The Americans with Disabilities Act ("ADA") has two main provisions:
(1) Employment discrimination. The ADA prohibits employers with at least 15 employees, and that are engaged in interstate commerce, from discriminating in any employment decision against a qualified individual with a disability who is able, with or without reasonable accommodation from the employer, to perform the essential functions of the job. This section of the ADA is not relevant to your question, since the woman with the dog is not an employee of the church.
(2) Public accommodations. Another section of the ADA prohibits discrimination against disabled persons by privately-owned places of public accommodation. The ADA defines the term public accommodation to include 12 types of facilities, including auditoriums or other places of public gathering, private schools (including nursery, elementary, secondary, undergraduate, and postgraduate), and day care centers.
Disabled persons are permitted to sue an organization that owns or operates a place of public accommodation that engages in one or more of these discriminatory practices. However, the ADA specifies that its public accommodation provisions "shall not apply to … religious organizations or entities controlled by religious organizations, including places of worship." As a result, most types of religious organizations are excluded from the prohibition of discrimination in places of public accommodation.

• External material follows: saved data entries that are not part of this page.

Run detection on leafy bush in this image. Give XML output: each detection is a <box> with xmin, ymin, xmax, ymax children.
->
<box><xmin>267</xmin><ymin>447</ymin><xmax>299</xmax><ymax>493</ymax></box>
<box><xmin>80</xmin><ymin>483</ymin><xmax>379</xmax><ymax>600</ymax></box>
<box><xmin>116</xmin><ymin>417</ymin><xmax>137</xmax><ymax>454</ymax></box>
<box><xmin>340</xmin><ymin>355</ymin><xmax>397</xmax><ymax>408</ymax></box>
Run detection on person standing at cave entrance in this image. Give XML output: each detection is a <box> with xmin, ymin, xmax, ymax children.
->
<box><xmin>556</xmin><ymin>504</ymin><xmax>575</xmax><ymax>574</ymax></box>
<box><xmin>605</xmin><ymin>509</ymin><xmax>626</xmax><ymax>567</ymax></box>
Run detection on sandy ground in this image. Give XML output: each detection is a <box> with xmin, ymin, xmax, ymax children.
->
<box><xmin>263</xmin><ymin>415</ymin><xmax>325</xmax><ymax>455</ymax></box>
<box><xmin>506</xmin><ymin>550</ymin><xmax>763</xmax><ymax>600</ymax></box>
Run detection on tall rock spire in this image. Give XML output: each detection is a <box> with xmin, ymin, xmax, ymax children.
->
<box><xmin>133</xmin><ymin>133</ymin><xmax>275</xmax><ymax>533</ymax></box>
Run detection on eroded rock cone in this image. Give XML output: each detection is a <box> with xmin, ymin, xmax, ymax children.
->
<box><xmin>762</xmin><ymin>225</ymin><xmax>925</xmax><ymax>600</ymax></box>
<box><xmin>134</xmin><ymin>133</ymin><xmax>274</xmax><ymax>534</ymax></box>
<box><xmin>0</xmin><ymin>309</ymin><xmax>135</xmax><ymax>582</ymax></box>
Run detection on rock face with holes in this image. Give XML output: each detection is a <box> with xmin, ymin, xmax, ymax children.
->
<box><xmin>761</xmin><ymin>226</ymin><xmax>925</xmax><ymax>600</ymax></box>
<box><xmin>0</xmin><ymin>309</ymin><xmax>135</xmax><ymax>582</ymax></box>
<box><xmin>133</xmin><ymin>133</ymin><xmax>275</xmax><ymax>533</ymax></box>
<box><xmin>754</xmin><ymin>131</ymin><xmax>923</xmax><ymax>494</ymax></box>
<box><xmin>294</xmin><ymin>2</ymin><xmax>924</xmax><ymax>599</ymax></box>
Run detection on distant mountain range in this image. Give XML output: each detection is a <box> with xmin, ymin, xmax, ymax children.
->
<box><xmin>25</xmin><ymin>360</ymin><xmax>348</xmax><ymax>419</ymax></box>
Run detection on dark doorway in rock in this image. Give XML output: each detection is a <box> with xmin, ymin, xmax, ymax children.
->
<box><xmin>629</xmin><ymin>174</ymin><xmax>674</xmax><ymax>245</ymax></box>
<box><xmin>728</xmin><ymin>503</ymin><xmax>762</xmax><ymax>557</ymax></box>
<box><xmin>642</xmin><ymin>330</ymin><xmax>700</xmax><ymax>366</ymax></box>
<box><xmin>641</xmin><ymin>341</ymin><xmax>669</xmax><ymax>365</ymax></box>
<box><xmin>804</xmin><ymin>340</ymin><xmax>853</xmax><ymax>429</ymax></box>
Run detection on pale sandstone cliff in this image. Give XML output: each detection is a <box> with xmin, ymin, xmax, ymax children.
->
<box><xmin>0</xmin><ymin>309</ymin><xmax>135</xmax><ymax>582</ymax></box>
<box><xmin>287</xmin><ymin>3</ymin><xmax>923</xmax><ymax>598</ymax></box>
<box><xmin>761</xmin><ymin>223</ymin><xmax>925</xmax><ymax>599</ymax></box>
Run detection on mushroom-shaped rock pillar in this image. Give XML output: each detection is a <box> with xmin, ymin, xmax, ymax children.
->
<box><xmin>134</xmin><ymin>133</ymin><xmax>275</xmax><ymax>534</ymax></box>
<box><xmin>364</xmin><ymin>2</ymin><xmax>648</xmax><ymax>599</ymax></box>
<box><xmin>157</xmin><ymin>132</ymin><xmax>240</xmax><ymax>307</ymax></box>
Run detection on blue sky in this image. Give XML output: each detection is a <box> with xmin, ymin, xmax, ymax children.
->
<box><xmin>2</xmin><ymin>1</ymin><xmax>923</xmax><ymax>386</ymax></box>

The House Report to the ADA specifies that "places of worship and schools controlled by religious organizations are among those organizations and entities which fall within this exemption." The House Report further specifies that "activities conducted by a religious organization or an entity controlled by a religious organization on its own property, which are open to nonmembers of that organization or entity are included in this exemption."
It is important to note that while religious organizations are not subject to the ADA's public accommodation provisions, they may be subject to similar provisions under state or local law.